Officials allegedly found evidence of grading and excavating on both properties, totaling about two acres. Mr. Gergela’s property is adjacent to Cathedral Pines County Park, located at the western edge of the Core Preservation Area, which extends east into Riverhead and Flanders.

The state said Mr. Gergela had sought to obtain a “hardship exemption” from the Central Pine Barrens Joint Planning and Policy Commission in order to clear, grade or excavate, which is required under the Long Island Pine Barrens Protection Act.

Also, a conservation easement on Mr. Gergela’s property, granted by the Commission in 2003, prohibited “construction activity, alteration of vegetation or change in topography” as well as “development” of the property, the Attorney General’s office said.

“Long Island’s Central Pine Barrens are one of New York’s crown jewels, home to thousands of plant and animal species – and essential to preserving clean, healthy drinking water for millions of Long Island residents,” Mr. Schneiderman said in a statement. “My office will continue to aggressively enforce New York’s environmental protection laws to ensure that our essential, irreplaceable natural resources are preserved for future generations.”

The Central Pine Barrens Joint Planning and Policy Commission was created in 1993 “to oversee a comprehensive land use plan” for the 55,000 acres of the Pine Barrens’s Core Preservation Area.

The Pine Barrens is made up of more than 100,000 acres, and is home to a diverse number of plant and animal species, some of which are endangered or threatened.

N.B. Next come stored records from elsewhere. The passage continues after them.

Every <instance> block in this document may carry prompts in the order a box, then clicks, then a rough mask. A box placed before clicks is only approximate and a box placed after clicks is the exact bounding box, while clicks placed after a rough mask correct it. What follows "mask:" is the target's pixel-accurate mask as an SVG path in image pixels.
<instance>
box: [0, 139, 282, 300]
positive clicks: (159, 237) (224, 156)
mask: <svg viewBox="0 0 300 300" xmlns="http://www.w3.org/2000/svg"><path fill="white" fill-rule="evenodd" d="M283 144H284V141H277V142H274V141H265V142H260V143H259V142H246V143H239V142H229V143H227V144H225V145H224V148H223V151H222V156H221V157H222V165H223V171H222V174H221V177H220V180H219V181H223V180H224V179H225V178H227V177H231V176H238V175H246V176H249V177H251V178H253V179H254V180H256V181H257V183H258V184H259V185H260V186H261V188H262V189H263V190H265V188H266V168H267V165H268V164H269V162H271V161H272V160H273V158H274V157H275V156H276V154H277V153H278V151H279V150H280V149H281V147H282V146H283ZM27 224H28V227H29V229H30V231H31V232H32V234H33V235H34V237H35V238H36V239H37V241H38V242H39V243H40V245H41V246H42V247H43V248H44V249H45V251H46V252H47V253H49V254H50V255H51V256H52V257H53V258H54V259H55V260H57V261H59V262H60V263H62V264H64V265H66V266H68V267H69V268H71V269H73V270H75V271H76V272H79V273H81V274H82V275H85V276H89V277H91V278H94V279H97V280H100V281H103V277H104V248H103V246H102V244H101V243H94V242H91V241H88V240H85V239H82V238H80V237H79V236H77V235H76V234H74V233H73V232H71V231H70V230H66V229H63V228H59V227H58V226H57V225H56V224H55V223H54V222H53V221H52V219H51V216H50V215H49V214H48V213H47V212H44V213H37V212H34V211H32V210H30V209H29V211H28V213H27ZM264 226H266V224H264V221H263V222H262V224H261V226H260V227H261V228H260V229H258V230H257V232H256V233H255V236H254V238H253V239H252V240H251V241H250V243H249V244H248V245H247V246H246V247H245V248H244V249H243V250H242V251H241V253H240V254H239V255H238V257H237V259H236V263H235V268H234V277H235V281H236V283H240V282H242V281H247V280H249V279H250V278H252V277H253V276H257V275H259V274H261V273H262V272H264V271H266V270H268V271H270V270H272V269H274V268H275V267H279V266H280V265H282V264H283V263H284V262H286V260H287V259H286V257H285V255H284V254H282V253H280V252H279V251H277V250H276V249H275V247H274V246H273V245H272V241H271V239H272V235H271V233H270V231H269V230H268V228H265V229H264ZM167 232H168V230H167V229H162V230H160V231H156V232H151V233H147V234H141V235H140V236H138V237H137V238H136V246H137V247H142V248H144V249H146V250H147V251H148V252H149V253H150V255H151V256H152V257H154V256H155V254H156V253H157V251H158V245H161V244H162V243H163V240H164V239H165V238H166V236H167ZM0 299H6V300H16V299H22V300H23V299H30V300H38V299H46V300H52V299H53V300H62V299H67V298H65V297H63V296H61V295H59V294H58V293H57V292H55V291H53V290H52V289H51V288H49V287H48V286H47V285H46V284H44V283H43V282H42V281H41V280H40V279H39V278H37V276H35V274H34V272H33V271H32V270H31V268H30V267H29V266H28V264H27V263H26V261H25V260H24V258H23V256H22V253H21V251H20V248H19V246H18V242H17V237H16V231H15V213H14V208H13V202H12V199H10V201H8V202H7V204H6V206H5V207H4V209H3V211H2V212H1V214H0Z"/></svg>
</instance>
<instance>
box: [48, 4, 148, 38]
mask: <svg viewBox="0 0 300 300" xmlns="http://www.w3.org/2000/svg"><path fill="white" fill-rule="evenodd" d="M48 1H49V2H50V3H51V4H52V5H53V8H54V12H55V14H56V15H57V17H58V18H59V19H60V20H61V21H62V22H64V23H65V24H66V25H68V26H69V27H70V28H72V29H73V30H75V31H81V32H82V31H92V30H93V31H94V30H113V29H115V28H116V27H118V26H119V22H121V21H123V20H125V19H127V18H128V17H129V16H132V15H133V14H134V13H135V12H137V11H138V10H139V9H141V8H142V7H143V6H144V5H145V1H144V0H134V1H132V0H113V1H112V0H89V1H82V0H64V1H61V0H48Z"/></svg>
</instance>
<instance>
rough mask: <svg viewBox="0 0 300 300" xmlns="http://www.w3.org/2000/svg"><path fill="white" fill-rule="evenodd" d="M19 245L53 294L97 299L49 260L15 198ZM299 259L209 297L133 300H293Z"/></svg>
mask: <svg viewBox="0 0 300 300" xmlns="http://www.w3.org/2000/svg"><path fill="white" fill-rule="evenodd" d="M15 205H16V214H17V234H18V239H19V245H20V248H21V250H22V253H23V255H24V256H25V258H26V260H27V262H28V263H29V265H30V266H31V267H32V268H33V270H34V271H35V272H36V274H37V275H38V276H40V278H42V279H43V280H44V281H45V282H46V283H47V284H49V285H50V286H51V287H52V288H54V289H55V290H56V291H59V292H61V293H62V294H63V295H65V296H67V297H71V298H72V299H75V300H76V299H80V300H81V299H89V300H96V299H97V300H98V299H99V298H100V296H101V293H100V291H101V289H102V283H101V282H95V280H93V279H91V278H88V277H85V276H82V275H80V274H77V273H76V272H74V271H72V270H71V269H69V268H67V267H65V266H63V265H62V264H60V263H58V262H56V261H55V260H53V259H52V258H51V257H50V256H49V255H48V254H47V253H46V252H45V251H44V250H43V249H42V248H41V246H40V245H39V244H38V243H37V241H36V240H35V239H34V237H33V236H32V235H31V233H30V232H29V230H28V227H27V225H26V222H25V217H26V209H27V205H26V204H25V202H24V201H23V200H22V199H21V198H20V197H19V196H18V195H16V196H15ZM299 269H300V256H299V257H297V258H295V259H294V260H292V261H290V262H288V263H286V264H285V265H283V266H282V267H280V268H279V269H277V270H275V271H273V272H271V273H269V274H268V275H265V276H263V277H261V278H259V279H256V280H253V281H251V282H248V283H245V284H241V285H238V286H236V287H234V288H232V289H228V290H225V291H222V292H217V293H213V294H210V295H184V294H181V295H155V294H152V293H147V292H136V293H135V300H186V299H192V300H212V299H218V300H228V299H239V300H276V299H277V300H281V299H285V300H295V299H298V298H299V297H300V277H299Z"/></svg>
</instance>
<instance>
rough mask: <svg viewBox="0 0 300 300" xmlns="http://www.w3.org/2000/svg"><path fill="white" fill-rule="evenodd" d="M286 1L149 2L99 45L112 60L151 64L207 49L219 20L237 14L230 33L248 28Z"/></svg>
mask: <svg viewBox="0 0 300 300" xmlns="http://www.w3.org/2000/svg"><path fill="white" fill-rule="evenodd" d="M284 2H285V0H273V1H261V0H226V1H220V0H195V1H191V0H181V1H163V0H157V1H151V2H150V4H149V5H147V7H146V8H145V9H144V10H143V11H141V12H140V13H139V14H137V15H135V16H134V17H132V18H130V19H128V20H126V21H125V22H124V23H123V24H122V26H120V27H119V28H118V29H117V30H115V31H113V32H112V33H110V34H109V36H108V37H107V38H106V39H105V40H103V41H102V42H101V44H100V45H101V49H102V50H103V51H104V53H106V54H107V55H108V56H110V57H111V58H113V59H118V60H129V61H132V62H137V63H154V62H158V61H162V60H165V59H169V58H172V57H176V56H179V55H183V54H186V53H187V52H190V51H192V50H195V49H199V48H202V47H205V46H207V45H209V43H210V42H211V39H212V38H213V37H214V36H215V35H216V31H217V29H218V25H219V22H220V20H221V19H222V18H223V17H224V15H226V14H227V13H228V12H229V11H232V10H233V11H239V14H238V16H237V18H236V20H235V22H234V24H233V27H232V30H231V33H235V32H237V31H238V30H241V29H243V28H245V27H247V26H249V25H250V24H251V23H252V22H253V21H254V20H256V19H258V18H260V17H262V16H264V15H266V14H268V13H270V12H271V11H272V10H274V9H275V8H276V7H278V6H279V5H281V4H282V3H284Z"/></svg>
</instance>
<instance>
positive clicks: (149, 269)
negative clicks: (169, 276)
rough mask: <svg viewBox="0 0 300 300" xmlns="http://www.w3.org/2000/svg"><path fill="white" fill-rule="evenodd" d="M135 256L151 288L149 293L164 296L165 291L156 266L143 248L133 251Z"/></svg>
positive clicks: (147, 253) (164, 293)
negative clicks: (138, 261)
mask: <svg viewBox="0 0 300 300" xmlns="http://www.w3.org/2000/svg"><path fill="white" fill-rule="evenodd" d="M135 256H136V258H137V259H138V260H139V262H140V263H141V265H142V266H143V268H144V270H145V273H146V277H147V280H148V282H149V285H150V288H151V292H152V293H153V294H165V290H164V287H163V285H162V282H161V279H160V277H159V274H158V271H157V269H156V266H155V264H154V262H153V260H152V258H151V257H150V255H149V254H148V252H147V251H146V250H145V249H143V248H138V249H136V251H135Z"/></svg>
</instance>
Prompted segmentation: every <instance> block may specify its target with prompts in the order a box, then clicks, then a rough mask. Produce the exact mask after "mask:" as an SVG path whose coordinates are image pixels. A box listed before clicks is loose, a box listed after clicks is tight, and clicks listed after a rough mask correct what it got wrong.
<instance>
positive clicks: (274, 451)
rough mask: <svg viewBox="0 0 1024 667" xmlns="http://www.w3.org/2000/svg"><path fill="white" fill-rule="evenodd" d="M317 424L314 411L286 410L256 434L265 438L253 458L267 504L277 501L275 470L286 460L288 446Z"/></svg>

The suit seeks full restoration of land that was cut, cleared and excavated, as well as penalties for the violations. The Act allows for a civil penalty of up to $25,000 for each violation, plus an additional penalty of up to $1,000 per day for each day each violation continues.

“The Pine Barrens were preserved to protect the quality of Long Islanders’ drinking water and their very special ecology,”  Richard Amper, executive director of the Long Island Pine Barrens Society, said in a statement. “Those who violate the Pine Barrens Protect Act must be held fully accountable. We thank Attorney General Schneiderman for taking this action and helping to ensure the protection of this truly unparalleled natural resource.”